Quality Hotel Expo in Oslo by Haptic
London studio Haptic has created a forest-like lounge at a hotel in Oslo, filled with trees, stacks of lumber and a plant-covered wall.
The open-plan lounge is also the lobby for the hotel, which contains 300 guest rooms and a business conference centre.
The stacked-up timber beams form the reception counter, while the trees create a protective canopy along the edges of a 350-seat canteen.
"The challenge was to provide spaces that felt intimate whilst being easy to get to, flexible and compatible with large-scale event logistics," Haptic's Tomas Stokke told Dezeen.
Instead of using matching furniture, the designers have added a variety of chairs by different designers, including Charles and Ray Eames, Ronan and Erwan Bouroullec, and Jasper Morrison.

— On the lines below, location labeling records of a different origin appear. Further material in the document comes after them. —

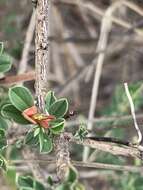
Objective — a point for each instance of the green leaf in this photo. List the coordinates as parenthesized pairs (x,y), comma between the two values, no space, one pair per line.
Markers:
(3,163)
(25,182)
(5,63)
(3,141)
(3,123)
(21,98)
(72,175)
(10,112)
(50,99)
(59,108)
(45,143)
(57,125)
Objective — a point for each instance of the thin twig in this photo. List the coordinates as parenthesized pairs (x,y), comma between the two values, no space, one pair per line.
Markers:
(133,113)
(41,51)
(112,148)
(80,164)
(95,9)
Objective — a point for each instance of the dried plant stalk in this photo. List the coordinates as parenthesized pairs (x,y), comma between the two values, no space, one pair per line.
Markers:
(62,156)
(41,51)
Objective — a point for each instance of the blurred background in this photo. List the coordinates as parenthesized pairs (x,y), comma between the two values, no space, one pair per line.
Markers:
(81,32)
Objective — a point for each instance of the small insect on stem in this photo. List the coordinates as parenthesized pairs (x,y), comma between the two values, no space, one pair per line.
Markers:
(70,114)
(34,2)
(32,115)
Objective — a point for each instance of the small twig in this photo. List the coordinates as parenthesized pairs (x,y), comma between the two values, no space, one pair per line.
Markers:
(26,49)
(109,147)
(41,52)
(133,113)
(80,164)
(95,9)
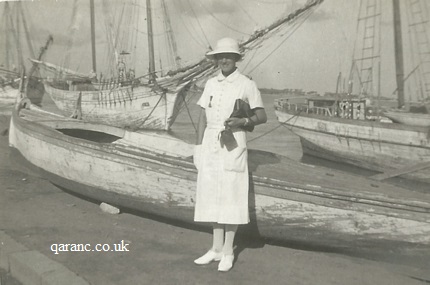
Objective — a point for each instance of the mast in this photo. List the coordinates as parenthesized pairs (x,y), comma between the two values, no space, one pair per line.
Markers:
(6,31)
(93,37)
(150,41)
(398,54)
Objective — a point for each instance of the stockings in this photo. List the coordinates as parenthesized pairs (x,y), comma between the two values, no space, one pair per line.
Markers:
(223,243)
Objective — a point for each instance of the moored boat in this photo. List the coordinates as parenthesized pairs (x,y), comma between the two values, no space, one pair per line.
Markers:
(152,172)
(344,130)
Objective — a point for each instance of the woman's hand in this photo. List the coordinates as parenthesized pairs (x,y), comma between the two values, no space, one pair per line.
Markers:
(234,122)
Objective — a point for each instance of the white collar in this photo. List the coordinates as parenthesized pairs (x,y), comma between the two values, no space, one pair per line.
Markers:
(232,77)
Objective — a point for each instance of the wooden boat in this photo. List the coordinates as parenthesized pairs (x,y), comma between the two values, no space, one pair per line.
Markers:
(343,129)
(374,145)
(152,172)
(408,118)
(152,101)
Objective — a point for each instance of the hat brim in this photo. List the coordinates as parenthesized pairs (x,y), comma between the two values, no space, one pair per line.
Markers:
(211,54)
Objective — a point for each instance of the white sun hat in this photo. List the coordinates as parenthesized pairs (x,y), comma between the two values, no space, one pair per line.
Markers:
(225,45)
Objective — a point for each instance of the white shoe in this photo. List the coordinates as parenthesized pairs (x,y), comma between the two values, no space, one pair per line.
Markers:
(226,262)
(208,257)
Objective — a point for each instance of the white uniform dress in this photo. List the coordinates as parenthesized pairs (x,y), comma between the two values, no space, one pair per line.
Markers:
(223,182)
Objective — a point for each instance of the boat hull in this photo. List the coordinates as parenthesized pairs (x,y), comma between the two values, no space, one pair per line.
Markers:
(116,172)
(412,119)
(129,107)
(367,144)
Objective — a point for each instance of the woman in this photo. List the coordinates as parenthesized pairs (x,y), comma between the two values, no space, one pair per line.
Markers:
(223,182)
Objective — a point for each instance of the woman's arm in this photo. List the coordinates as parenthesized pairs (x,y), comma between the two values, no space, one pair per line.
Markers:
(201,126)
(259,117)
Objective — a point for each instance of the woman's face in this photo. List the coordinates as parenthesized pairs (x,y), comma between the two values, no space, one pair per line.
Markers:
(227,62)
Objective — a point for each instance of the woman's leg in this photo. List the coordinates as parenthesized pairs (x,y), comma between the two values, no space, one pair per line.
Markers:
(230,232)
(215,253)
(227,259)
(218,237)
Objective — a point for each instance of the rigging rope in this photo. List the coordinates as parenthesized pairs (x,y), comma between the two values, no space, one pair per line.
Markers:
(298,24)
(222,23)
(189,32)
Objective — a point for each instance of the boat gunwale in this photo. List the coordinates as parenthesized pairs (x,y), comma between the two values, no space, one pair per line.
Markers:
(282,187)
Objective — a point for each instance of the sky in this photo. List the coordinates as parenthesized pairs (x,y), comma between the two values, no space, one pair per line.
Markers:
(311,58)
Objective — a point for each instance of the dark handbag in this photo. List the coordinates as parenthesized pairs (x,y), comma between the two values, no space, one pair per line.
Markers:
(242,110)
(228,140)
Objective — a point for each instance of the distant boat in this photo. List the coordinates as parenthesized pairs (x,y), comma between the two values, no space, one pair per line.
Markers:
(153,172)
(18,44)
(343,129)
(152,101)
(408,118)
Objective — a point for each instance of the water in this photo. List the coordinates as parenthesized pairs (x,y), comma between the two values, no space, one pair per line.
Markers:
(275,138)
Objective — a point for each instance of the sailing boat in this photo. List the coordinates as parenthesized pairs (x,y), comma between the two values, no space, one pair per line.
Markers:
(151,101)
(340,128)
(14,20)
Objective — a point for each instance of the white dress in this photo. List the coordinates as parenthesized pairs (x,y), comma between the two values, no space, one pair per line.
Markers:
(223,182)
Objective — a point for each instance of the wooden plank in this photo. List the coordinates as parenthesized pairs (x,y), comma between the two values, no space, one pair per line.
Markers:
(397,172)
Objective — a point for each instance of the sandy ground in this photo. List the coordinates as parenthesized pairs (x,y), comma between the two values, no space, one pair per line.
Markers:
(38,214)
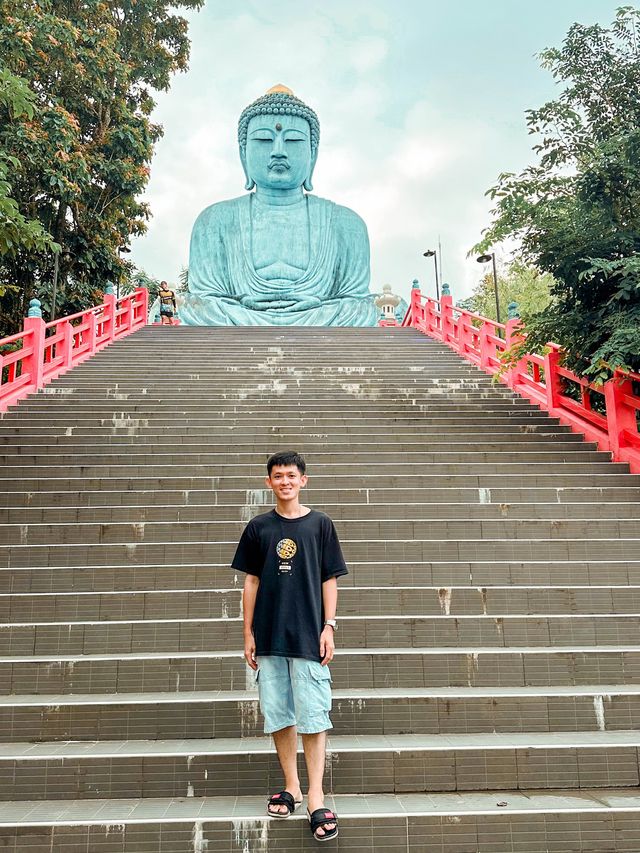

A row of timber columns separates the lounge from the hotel restaurant, where more columns fold outwards to shelter dining tables.
In contrast to the busy spaces of the lobby, the guest rooms have a simplified design, with a muted colour palette and plain furnishings.
Graphics and signage were created by BOB Design.
Another hotel completed recently is the Hôtel Droog, which opened in Amsterdam earlier this month.
Photography is by Trine Thorsen.
Here's a project description from the architects:
Inspired by Nature
This interior architectural project for a large, 300-room hotel and conferencing venue, is inspired by the stunning Norwegian landscape and uses a primary palette of natural materials to provide variety in spatial composition, form, texture and colour.
The primary design strategy was to rationalise a complex set of interconnecting spaces and functions, providing consistent themes and architectural tectonics, but variety and specific "installations" to define each space from the next.
The main communal space of the hotel is understood through a simple architectural theme, the "big floor", which is then subtly sub-divided into zones to define the lobby, from the restaurant/canteen to private dining, lounge/library and conference lobby.
The Norwegian forests are a primary inspiration, whereby timber is used through out in very different ways to create semi-permeable screens, cladding to cores, a bespoke square-log reception and bar, right down to details such as signage and loose furniture.
The main lobby space is framed by a stylised forest wall that divides the lobby from the restaurant but allows glimpses between the spaces and filters natural light from the main skylight above.
The lobby is more than a reception and waiting lounge, elevated to a communal dining and meeting point for hotel and conference guests. Subtle lighting has been installed to work with the planted trees, where shadows from their canopies dance upon the articulated lobby ceiling.
The lounge and library space is defined by a slender timber screen, that seemingly goes off for a walk, creating bar shelving, bookshelves, desks and ceiling.